Religion?

“The belief in and worship of a superhuman controlling power, especially a personal God or gods.” This is the definition of religion given by the oxford dictionary. But what is religion really? Where does it come from? Why do we put ourselves into religious groups? Why is religion sometimes being used for power? Am I religious?

These are questions I have had for many years in the back of my mind. I sometimes thought about them, but for a long time the questions would go as fast as they came. I would wonder about them for a second, then think I do not know and how it all seems confusing, and move on. I grew up as a protestant in a kind of religious environment. I went to church here and there, got confirmed but at the same time tended to say that I do not believe in god.
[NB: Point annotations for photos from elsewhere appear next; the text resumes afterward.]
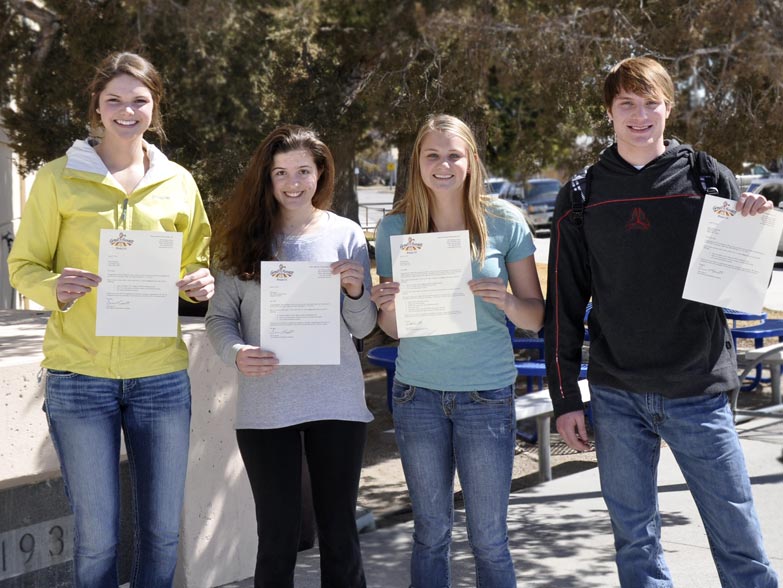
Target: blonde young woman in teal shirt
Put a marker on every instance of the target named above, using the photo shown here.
(454, 394)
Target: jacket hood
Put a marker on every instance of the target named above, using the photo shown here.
(82, 157)
(617, 165)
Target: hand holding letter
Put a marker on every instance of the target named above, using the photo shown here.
(752, 204)
(351, 276)
(199, 285)
(491, 290)
(74, 283)
(254, 361)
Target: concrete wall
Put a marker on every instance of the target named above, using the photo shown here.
(218, 524)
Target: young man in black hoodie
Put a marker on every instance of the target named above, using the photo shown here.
(661, 367)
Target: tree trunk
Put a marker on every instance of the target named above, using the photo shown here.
(346, 202)
(404, 150)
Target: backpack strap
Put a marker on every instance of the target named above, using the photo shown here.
(580, 192)
(705, 168)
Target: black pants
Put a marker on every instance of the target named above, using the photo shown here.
(273, 460)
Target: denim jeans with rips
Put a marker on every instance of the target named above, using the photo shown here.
(700, 432)
(474, 433)
(85, 415)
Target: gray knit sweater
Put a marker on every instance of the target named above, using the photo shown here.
(297, 393)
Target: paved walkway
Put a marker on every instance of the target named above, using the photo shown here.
(560, 534)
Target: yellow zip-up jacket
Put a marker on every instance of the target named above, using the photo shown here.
(71, 200)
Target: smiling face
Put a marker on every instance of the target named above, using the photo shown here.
(639, 122)
(126, 108)
(444, 163)
(294, 178)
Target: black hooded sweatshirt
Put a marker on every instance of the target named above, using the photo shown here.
(631, 255)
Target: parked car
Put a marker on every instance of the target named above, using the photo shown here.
(492, 186)
(752, 173)
(536, 197)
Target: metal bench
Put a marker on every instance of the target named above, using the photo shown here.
(771, 358)
(538, 405)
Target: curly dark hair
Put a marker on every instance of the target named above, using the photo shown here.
(247, 230)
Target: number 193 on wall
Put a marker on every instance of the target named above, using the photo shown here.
(36, 547)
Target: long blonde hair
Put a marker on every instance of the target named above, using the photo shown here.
(416, 202)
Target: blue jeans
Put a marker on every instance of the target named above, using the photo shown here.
(473, 432)
(700, 432)
(85, 417)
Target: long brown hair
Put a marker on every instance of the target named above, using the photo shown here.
(416, 202)
(133, 65)
(247, 231)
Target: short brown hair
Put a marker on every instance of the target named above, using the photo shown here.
(640, 75)
(133, 65)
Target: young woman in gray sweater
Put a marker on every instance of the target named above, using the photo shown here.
(279, 211)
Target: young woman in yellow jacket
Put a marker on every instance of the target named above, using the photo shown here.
(97, 386)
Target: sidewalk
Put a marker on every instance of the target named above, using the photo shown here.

Until I was 16 years old I never questioned this way of thinking, nor did I realize how hypocritical I was. When I started boarding school with people from many different religious backgrounds, I thought about it a bit more. I had met people who saw religion as the enemy and others that would pray before every meal. I kept on changing between being a protestant, an atheist and an agnostic.

 

Then, I arrived in Ecuador. A vast majority of the population there is catholic and many people that are religious, are much stricter about it than most people I had met in Belgium and Germany. I ended up in a host family that was extremely religious. In fact my host mother met my host dad because her uncle was the local priest, and he was good friends with my host dad’s family. My host family would go to church at least once a week if not more, my 9 and 11 year old host brothers had 4 hour long religion classes each Saturday, my host aunt Aida led a praying club every Wednesday, everyone prayed before we ate and each time I left the town my host dad told me that he would see me later, if god permits. And he meant it.

 

In buses and at school, religious figures and posters were hanging everywhere. When anything bad happened at school, my co-teacher Maribel would get her prayer book out and start praying. The first time this happened was when I was with one of my eighth grade classes. Maribel and my 32 students all started praying at the same time. This went on for another 20 minutes and I just stood there feeling overwhelmed. When I left the Ecuador to go back to Europe, some of my students gave me small stickers of religious figures as a goodbye present. Religion in Ecuador was everywhere.

 

You can now probably imagine what a change that was for me, as back home religion was something that happened on the periphery of my life. Not something that I was confronted with on a daily basis. So when I sat in church with my host family, especially the first couple of times when I did not understand anything due to my lack of Spanish skills, my questions came back up. I realized that I wanted to understand the Ecuadorian people’s tendency to rely and believe so strongly in God and the catholic church’s system. How could so many Ecuadorians be catholics if it is a religion that was introduced by the Spanish during the brutal times of colonization? Why would money be used to build big beautiful churches and religious statues if that money could be used for the poor? Why would people give me a disappointed look when I told them that I was not catholic? What did being agnostic actually mean to me?

 

For many months I wanted to write this blog but each time I thought of doing it, I stopped and told myself that I should wait a bit longer. Just a bit longer. Just until I got the answers to all my questions, understood religion, found the meaning of it all… Ecuador forced me to confront my mixed feelings about religion.

 

Now I understand that it was not “religion” that I had a problem with, but how it was often misused to manipulate people for reasons of money, power or to create hate. I am still critical about how religion can be corrupted and want to continue asking critical questions: However, I know understand that this does not have to stop me from believing, believing in something greater than us, some higher and connecting power, be it called a god or something else. Though I have not found the answers to all my questions, I have found the answer to what religion or religious belief means to me. It means to me the freedom as an individual, to reflect and have an opinion on my belief on what this greater power, whatever you may want to call it, is all about  To ask questions. To not be confined by others. To not be put into a box. To feel connected with all beings in a peaceful way.

 

The beauty of religion is that it is an area where each one of us can decide what he or she wants to make out of it. If you need religion as a source of connecting community and hope, then so be it. But do allow everyone to find for themselves if they want to believe and if so in what. Ecuador has not made me a Catholic. Ecuador has made me intrigued by religion. I cannot tell you as what I want to be defined when it comes to religion, but now I am not bothered by it anymore, more so I am excited by what lies ahead.